La mise en scène s’organise autour d’un système lui-même aussi strict et figé que semblent l’être les instances dirigeantes. De lourds blocs en plans-séquences, lieux de transit ou transitoires, noient la frêle épouse dans un large tableau encombré de personnages secondaires qui vont tour à tour prendre la parole pour alimenter le tableau à charge d’un pays en pleine déconfiture. Dans un bus, un compartiment, la salle d’attente de la prison, un bar mal famé, une voiture, la cohorte des individus va décliner dans un catalogue infini les divers symptômes d’une gangrène généralisée. Rien ne nous sera épargné, de la guerre à la corruption, en passant par la prostitution, le crime organisé ou l’univers carcéral, le tout, comme il se doit, sous des tombereaux de vodka.
Dans cette approche désabusée, voire cynique, tout le monde contribue à l’empire du mal : si quelqu’un vous propose de l’aide, c’est pour mieux vous arnaquer, et les policiers sont bien entendu les plus à craindre.
L’étouffement est indéniablement efficace, d’autant qu’il se déroule sur plus de 2h30, et l’on ne peut nier le travail d’écriture allié à la maitrise du cadre.
On est tout de même en droit de s’interroger sur la posture adoptée par le réalisateur, qui semble prendre un malin plaisir à aligner les horreurs comme des perles, et fait de sa protagoniste une sorte de poupée de chiffon prête à suivre passivement le premier venu qui l’entrainera plus bas encore.

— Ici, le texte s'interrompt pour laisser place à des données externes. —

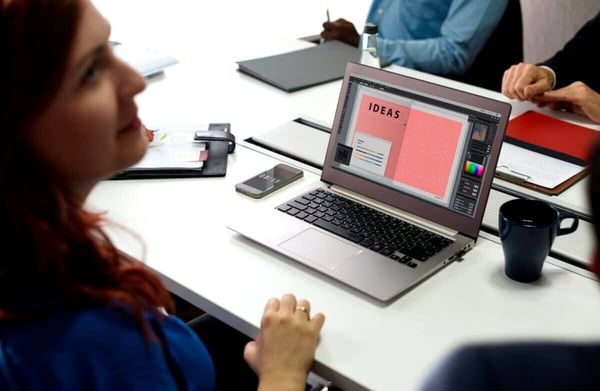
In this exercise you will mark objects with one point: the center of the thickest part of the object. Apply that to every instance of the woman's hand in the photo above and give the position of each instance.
(284, 350)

Alors que le doute commence à s’installer sur les velléités du cinéaste de nous prendre en otage dans son odyssée nihiliste, l’interminable épilogue achève de nous en convaincre.
Banquet baroque et délirant, aux vagues allures d’un délire lynchien, il convie toutes les élites et participants aux séquences précédentes pour un discours programmatique dystopique aussi long qu’excessif. La fable politique semble désormais achevée, non sans lourdeur ; mais c’est sans compter sur l’ardeur de Loznitsa en matière de cruauté, qui joue les prolongations sur un viol collectif aussi gratuit qu’éprouvant.
Pourquoi ?, serait-on tenté de se demander, sentiment qui prend tout son sens lorsqu’il nous impose la pirouette éculée du rêve pour clore tout ce délire.
À l’empathie et la douleur ressentie pour ces êtres succède ainsi l’irritation, puis la colère franche. Évoquer la souffrance n’est pas un passe-droit pour se complaire dans un jeu sadique et gratuit imposé au spectateur.